Türkiye'nin devrimci lideri rahmetli Turgut Özal 1980'li yıllarda iktidara geldiği zaman ülkeyi ayağa kaldıracak yeni bir zengin sınıf yaratmayı amaçlamıştı. Bunu gerçekleştirmek için dış ticaret ve müteahhitlik alanında bir grup iş adamını destekledi.
Sık sık yurtdışı gezilerine çıkıp bu iş adamlarını yabancı liderlere “benim güvenilir iş adamlarım” olarak tanıttı ve onların o ülkelerde iş almalarını, o ülkelerle ticaret yapmalarını sağladı.
Ayrıcalıklı “dış ticaret sermaye şirketleri” ortaya çıktı ve teşvik edildi. Enka, Koçtaş, Nurol, Güriş ve STFA gibi inşaat şirketleri desteklendi ve çok başarılı oldular.

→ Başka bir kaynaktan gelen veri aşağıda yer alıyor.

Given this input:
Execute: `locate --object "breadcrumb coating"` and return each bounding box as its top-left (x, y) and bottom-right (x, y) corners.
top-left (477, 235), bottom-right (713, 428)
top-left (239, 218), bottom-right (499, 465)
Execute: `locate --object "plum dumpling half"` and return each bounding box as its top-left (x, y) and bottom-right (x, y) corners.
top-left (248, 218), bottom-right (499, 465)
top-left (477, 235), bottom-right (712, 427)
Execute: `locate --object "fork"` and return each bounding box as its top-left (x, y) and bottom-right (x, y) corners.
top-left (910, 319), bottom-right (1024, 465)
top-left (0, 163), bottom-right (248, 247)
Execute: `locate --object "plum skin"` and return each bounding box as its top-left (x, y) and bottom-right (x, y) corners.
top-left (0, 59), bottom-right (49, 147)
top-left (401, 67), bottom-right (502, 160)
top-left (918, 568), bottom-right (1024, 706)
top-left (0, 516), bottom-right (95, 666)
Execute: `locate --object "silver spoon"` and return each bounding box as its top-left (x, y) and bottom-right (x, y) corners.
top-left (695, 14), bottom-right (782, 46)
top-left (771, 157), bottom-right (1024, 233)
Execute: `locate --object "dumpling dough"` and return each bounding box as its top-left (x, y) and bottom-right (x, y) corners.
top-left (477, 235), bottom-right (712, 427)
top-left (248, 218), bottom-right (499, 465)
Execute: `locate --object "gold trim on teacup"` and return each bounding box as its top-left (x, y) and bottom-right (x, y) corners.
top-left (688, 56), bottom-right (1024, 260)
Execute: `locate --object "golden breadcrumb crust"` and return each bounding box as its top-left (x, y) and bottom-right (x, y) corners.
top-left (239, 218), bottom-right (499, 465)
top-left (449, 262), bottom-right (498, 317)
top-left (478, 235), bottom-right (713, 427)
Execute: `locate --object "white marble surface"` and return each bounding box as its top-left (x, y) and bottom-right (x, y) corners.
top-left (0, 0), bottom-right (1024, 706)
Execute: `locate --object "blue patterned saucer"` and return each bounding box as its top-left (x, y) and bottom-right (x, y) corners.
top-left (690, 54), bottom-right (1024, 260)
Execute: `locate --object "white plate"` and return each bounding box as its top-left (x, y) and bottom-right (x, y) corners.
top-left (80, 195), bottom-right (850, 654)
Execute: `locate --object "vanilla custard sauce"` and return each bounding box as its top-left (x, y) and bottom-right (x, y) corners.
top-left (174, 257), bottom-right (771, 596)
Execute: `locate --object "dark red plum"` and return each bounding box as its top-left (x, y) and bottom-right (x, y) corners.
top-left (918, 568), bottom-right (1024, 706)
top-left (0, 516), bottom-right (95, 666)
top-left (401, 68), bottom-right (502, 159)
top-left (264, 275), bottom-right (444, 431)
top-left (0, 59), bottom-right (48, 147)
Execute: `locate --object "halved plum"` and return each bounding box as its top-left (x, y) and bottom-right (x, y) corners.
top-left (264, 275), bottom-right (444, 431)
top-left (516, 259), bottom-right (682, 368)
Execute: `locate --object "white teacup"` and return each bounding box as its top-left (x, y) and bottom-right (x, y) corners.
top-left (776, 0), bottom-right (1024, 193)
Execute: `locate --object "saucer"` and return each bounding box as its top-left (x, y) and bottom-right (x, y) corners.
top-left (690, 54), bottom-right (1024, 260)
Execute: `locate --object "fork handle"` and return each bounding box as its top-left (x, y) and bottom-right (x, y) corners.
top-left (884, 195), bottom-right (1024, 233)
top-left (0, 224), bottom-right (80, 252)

Rahmetli Özal yeni bir zengin sınıfı yaratarak fabrika bacalarına yatırım yapacak ve kitlelere iş imkânı sağlayacak bir iş adamı tipi yaratmak istedi. Yani kapitalist olarak kazanan ama sosyalist gibi harcayan iş adamları…
Geçen hafta kaybettiğimiz Şarık Tara böyle bir iş adamıydı. Rusya’da yalnız inşaatlar yapmadı, ülkede önemli bir emlak zengini haline geldi. Binlerce Türk’e iş imkânları sağladı. Ama bunların ötesinde kamu diplomasisi yaptı ve Türkiye’nin dış ilişkilerine katkıda bulundu.
Keşke bütün Özal’ın iş adamları böyle yapabilseydi. Onlar paradan para kazanıp ceplerini doldurdular ama ülke ekonomisine fabrika bacaları kazandırmadılar. Yani Özal’ın “onlar yükselsin ki ülkede onların sırtlarında yükselsin” projesi tam olarak başarılamadı…
Şarık Bey nur içinde yatsın, mekânı cennet olsun.